Leucovorin is primarily used as a rescue agent to counteract the toxic effects of methotrexate and as a biochemical modulator to enhance the therapeutic effects of fluoropyrimidines like 5-fluorouracil in cancer treatment. 1

Primary Clinical Applications

1. Methotrexate Toxicity Rescue

• Mechanism of Action: Leucovorin (folinic acid) bypasses the dihydrofolate reductase enzyme inhibited by methotrexate, providing reduced folates necessary for DNA synthesis in normal cells 1
• Dosing Protocol for High-Dose MTX Toxicity:
  • Initial dose: Up to 100 mg/m² intravenously if methotrexate levels are unknown 2
  • Continue dosing every 6 hours until methotrexate levels are <0.05 μmol/L 2
  • For severe low-dose methotrexate toxicity, 15-25 mg IV every 6 hours is effective 3

2. Enhancing 5-Fluorouracil Efficacy in Cancer Treatment

• Mechanism: Leucovorin is converted to 5,10-methylenetetrahydrofolate, which stabilizes the binding of fluorodeoxyridylic acid to thymidylate synthase, enhancing 5-FU's inhibitory effect 1
• Common Regimens:
  • FOLFOX: Leucovorin 400 mg/m² IV over 2 hours on day 1 with oxaliplatin and 5-FU 4
  • FOLFIRI: Leucovorin 400 mg/m² IV infusion to match duration of irinotecan infusion on day 1 4
  • Simplified biweekly infusional 5-FU/leucovorin (sLV5FU2): Leucovorin 400 mg/m² IV over 2 hours on day 1, followed by 5-FU bolus and continuous infusion 4

3. Prevention of Methotrexate-Induced Toxicity

• Used prophylactically in patients receiving methotrexate for conditions like rheumatoid arthritis
• Typically administered 24 hours after methotrexate dose to prevent bone marrow suppression while preserving therapeutic effect 5

4. Prevention of Pralatrexate-Induced Mucositis

• Oral leucovorin 25 mg 3 times daily for 2 consecutive days (total of 6 doses), starting 24 hours after each dose of pralatrexate 4

Clinical Pearls and Caveats

• Selective Protection: Leucovorin at low doses can selectively rescue normal cells while maintaining cytotoxic effects on tumor cells that have impaired folate transport mechanisms 6, 7
• Timing is Critical: For methotrexate rescue, leucovorin should be administered as soon as possible, ideally within the first 24 hours of toxicity 2
• Monitoring: During methotrexate rescue, monitor:
  • Complete blood counts daily
  • Renal function every 24 hours
  • Serum methotrexate levels (if available)
  • Urinary pH (maintain at ≥7.5) 2
• Leucovorin vs.

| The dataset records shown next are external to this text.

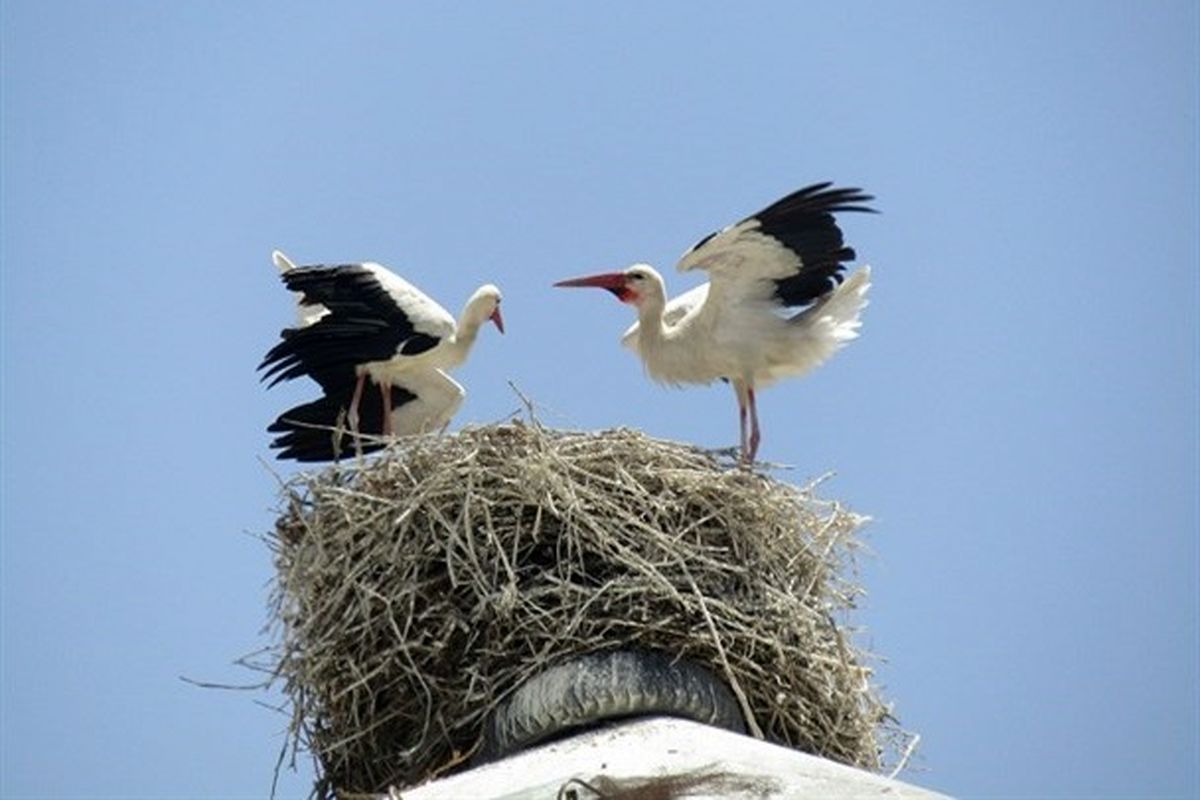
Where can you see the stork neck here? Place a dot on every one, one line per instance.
(465, 338)
(649, 318)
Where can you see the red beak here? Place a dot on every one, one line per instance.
(610, 281)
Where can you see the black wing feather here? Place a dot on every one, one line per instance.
(804, 223)
(364, 324)
(318, 431)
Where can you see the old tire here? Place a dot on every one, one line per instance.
(601, 687)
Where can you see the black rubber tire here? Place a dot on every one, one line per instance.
(601, 687)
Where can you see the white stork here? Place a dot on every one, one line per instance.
(359, 324)
(774, 305)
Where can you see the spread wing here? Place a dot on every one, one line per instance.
(790, 253)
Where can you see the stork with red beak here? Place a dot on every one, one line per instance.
(774, 306)
(363, 324)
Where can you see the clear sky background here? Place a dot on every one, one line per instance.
(1019, 416)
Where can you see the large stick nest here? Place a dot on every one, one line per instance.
(419, 589)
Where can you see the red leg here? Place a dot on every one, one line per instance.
(385, 389)
(741, 391)
(755, 434)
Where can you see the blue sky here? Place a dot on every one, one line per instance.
(1019, 416)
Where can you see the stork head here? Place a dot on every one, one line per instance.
(634, 286)
(485, 305)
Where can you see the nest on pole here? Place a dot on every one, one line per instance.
(419, 589)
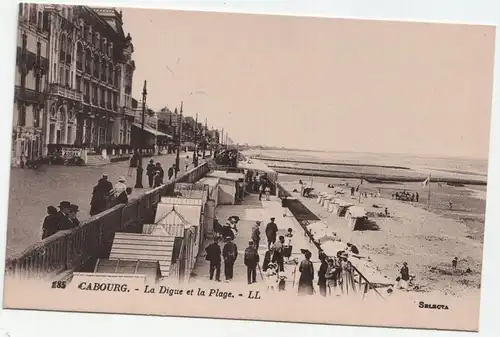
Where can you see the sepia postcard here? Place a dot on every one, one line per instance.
(244, 166)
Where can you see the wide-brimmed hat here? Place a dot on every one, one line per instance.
(64, 204)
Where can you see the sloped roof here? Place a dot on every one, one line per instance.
(188, 214)
(146, 268)
(356, 211)
(144, 247)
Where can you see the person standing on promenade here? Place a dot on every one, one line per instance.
(405, 276)
(150, 171)
(273, 256)
(230, 254)
(100, 196)
(256, 235)
(267, 190)
(214, 257)
(123, 197)
(119, 187)
(251, 260)
(134, 160)
(106, 184)
(331, 277)
(171, 171)
(271, 231)
(157, 180)
(160, 171)
(322, 274)
(306, 279)
(73, 214)
(50, 223)
(64, 221)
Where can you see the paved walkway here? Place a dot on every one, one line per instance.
(250, 211)
(31, 191)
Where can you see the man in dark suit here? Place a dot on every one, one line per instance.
(251, 260)
(150, 172)
(273, 256)
(65, 221)
(214, 257)
(271, 231)
(230, 254)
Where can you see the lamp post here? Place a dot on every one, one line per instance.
(195, 148)
(138, 180)
(204, 139)
(177, 160)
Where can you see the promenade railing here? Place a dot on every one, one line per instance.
(73, 249)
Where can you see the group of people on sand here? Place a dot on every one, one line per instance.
(407, 196)
(334, 274)
(105, 195)
(229, 253)
(58, 220)
(272, 265)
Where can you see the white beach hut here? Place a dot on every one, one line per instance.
(321, 195)
(340, 206)
(330, 248)
(328, 200)
(355, 216)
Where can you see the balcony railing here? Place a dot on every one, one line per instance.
(71, 249)
(127, 111)
(29, 95)
(61, 90)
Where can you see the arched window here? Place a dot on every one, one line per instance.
(111, 73)
(97, 69)
(88, 61)
(39, 21)
(104, 71)
(79, 56)
(33, 14)
(69, 51)
(117, 76)
(62, 48)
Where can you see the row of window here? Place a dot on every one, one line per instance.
(98, 69)
(97, 96)
(21, 121)
(96, 40)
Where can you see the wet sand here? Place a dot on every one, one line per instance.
(427, 240)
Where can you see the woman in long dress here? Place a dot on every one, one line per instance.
(306, 279)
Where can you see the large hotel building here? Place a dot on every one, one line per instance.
(73, 80)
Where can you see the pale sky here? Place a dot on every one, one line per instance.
(316, 83)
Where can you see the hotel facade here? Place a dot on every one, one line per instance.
(73, 81)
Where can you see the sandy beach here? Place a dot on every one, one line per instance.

Levo-leucovorin: Leucovorin 400 mg/m² is equivalent to levo-leucovorin 200 mg/m² 4

Common Pitfalls to Avoid

1. Underdosing in MTX toxicity: Insufficient leucovorin dosing can lead to persistent toxicity; dose should be calculated based on MTX levels and patient weight 6
2. Delayed administration: Effectiveness decreases significantly if administration is delayed beyond 24-48 hours after methotrexate exposure 2
3. Premature discontinuation: Monitoring should continue as pancytopenia can develop up to 6 weeks after methotrexate exposure 2
4. Medication interactions: Certain drugs (aspirin, phenytoin, sulfonamides, tetracycline) can displace methotrexate from albumin, increasing toxicity 4

Leucovorin represents a critical component in cancer treatment protocols and management of methotrexate toxicity, with its dual role as both a rescue agent and biochemical modulator making it an essential medication in clinical practice.